Peu m'importe l'image de JRR ici...
M'enfin, c'est évidemment un problème que des 'imbéciles profèrent des insanités' quelque soit le sujet, non? Nous en sommes tous en droit d'espérer plus de vérité. Quand je demande à un plombier de réparer ma chaudière, je m'attends à ce qu'il le fasse. Sinon c'est un mauvais plombier. De même, je m'attends à ce qu'un journaliste fasse son travail en rapportant des faits pertinents, justement, et non les imbécilités potentielles de "l'homme de la rue" (ceci dit sans élitisme -- tout comme JE suis un imbécile en matière de plomberie, n'y connaissant rien). Evidemment, tu pourrais arguer que ce n'est pas là le métier d'un journaliste... Dont acte: ce n'est alors qu'un gratte-papier, ok, pourquoi pas, le tri reste à opérer dans l'information, cela ne me gêne pas plus que cela. Encore que...

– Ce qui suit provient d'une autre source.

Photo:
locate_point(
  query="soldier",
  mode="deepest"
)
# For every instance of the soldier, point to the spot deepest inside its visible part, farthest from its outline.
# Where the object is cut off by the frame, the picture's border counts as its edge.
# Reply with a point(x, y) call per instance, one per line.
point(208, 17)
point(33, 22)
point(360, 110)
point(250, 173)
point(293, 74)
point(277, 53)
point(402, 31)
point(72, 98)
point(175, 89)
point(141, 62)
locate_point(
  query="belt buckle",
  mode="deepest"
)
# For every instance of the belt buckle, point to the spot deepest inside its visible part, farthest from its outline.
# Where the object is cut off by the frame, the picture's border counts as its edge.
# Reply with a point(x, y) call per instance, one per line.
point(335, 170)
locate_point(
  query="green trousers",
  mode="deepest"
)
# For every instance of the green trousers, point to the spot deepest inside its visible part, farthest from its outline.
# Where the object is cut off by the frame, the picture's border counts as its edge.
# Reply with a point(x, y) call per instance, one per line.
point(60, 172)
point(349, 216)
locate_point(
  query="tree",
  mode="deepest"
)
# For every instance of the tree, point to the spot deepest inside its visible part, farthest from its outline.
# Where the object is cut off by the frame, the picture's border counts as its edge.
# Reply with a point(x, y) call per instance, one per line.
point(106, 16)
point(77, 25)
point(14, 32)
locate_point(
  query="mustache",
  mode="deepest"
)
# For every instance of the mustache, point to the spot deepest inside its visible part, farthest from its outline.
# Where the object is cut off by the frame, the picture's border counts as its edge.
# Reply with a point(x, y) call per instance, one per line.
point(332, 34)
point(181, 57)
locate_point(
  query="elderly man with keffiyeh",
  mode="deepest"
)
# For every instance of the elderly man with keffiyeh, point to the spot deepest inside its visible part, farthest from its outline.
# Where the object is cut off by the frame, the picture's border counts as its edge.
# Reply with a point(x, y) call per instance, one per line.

"D'un autres cotes, si on est passione par quelques choses ont aime generalement faire partager sa pasion. Par exemple, si on pense que le SdA est quelques chose d'extroardinaire d'une maniere ou d'une autre, on peut se rejouir que le plus de monde possible en profite."
Deux choses -
a) Une passion n'est pas quelque chose de raisonnable. C'est intrinsèquement élitaire par nature, parce que de l'ordre du ressenti personnel et privé, avant tout partage public. Qu'on se comprenne bien, je dis élitaire, pas élitiste (une assertion maladroite comme "Tolkien, avec le film, a gagné en popularité générale mais non en lecteurs érudits" relève évidemment plus de l'élitisme... et c'est tout autre chose dans lequel beaucoup de lecteurs, preuve en est ici, ne se reconnaitront pas). On aime, pour partie, à faire partager une passion, c'est une chose. On n'aime pas nécessairement l'imposer, parce qu'une passion qui deviendrait généralisé ne serait justement plus une passion. Dans une passion, lorsque l'exprime, il y a aussi un caratère distinctif de l'individu qui s'affirme. "Moi, j'aime ceci, et je vais vous expliquer pourquoi." Il y a tout autant de réticence d'ailleurs à exposer une passion: cela touche à quelque chose d'intime. Combien de passions restent secrètes! Combien de passions ne réserve-t-on qu'à des interlocuteurs choisis! Et du fait même de ce rapport intime et personnel, la révélation s'affirme souvent comme une justification défensive. Tu t'étonnes de l'indignation dont relèvent certains propos, CdC? Allons, c'est cela, une passion!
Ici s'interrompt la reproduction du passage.